Anche la protesta di questo fine agosto è partita dai giovani, soprattutto dagli studenti, a cui si sono uniti decine di migliaia di lavoratori (alcuni sindacati, infatti, hanno aderito alle proteste) che hanno partecipato all’assedio del Parlamento, respinti dalle forze di polizia con lacrimogeni, proiettili di gomma e intervento di blindati, uno dei quali ha travolto e ucciso Affan Kurniawan, un motociclista fattorino che lavorava per una piattaforma online. Tra i luoghi più colpiti dalla polizia l’Università islamica di Bandung (diventata luogo di rifugio per tanti manifestanti, anche operai, feriti) e l’università di Pasundan (a 140 km da Giakarta).
La notizia dell’uccisione del giovane fattorino (avvenuta giovedì 28 agosto) ha gettato altra benzina sul fuoco. La rivolta si è propagata a decine di città anche contro la repressione poliziesca. Sono stati incendiati edifici governativi a Macassar e Surelaya. Sono state saccheggiate ville di parlamentari. In modo mirato: questa punizione è caduta, per esempio, sulla testa del deputato Ahmad Sahroni, uno dei più violenti contro i manifestanti (“sono criminali”, è “la gente più stupida del mondo”) e su quella del ministro delle finanze Sri Mulyani. Più volte, ancora lunedì 1 settembre, la protesta di massa è arrivata davanti al Parlamento.
Gli operai entrati in questo movimento hanno avanzato anche le proprie specifiche rivendicazioni: aumento del salario minimo, fine del sistema degli appalti e della precarizzazione del lavoro, fine dei licenziamenti di massa, riforma delle imposte sul lavoro. Il governo Subianto – nel tentativo di frenare la mobilitazione operaia – ha ricevuto il capo della Confederazione dei sindacati Said Iqbal, acconsentendo a creare una task force sui licenziamenti e dando generiche rassicurazioni che sarà revocato l’aumento delle indennità per i parlamentari, che saranno ridotte le spese per le loro trasferte all’estero, mentre per calmare le acque i relativi partiti hanno provveduto a sospendere i parlamentari rei delle invettive più volgari contro i manifestanti. Lo stesso presidente ha porto le scuse alla famiglia del fattorino ucciso, donandole una casa,
In aiuto a Subianto sono venuti il principale partito di opposizione (di centro-sinistra) e l’azienda cinese Tik-Tok, che ha accettato di sospendere “per alcuni giorni” tutte le sue funzionalità live. Ma il mezzo fondamentale per sopprimere le proteste di piazza è stata la repressione poliziesca giustificata, inutile a dirsi, dalle “azioni violente” dei dimostranti e dal rischio di “terrorismo” – con, ad ora, almeno 1.240 arresti, 8 morti, 20 dispersi.

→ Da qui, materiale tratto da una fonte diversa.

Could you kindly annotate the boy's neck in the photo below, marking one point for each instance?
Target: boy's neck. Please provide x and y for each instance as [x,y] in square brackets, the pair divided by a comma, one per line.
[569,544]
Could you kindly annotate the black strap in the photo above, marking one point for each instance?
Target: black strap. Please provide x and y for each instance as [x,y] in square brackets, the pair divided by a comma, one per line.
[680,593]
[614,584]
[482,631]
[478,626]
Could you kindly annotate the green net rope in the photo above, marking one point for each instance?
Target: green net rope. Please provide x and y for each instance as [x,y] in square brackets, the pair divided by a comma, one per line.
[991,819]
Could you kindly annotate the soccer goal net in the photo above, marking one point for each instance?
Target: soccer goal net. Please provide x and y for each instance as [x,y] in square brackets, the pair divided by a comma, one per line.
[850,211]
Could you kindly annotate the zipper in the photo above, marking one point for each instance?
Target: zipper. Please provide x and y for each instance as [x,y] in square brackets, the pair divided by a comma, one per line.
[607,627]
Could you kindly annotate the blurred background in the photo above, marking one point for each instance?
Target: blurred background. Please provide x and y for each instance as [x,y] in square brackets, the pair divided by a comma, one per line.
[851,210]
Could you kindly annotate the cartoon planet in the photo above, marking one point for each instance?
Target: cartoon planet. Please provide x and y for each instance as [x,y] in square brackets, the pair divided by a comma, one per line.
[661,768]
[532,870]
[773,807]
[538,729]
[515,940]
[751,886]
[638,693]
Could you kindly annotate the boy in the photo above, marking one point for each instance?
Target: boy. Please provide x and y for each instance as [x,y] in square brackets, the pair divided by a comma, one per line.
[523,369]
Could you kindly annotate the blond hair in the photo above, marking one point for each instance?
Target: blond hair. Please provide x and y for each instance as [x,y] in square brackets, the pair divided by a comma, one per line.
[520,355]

Esattamente sessanta anni fa in Indonesia iniziava il massacro di centinaia di migliaia di comunisti ad opera dei militari di Suharto (aizzati e guidati dagli Stati Uniti), il più grande massacro del genere dopo quello perpetrato da Stalin negli anni trenta. Ancora oggi in Indonesia i comunisti sono fuorilegge. Subianto è un generale legato al clan di militari che perpetrò quel massacro.
Il tentativo del potere è quello di evitare l’estensione e radicalizzazione del movimento, ed anzitutto la massiccia scesa in campo del proletariato dell’industria (molto cresciuto negli ultimi 25 anni nei settori auto, moto, Itc, per lo più alle dipendenze da imprese giapponesi e sud-coreane). Di evitarla combinando violenza statale con gesti e parole distensivi (“comprendo le genuine aspirazioni della gente”). Ma le contraddizioni di classe riemergono con forza contro il sistema politico della borghesia indonesiana. Dalla lotta contro i privilegi del ceto politico alla lotta contro il sistema politico e sociale il passo è obbligato per le avanguardie del movimento. Gli stessi giovani che manifestano per la Palestina, manifestano ora anche contro il proprio governo. E la cosa appare minacciosa per Subianto&Co. perché nel 1998 il movimento che portò al crollo della dittatura militare di Suharto, nata per attuare il massacro dei comunisti indonesiani, partì proprio dagli studenti delle università.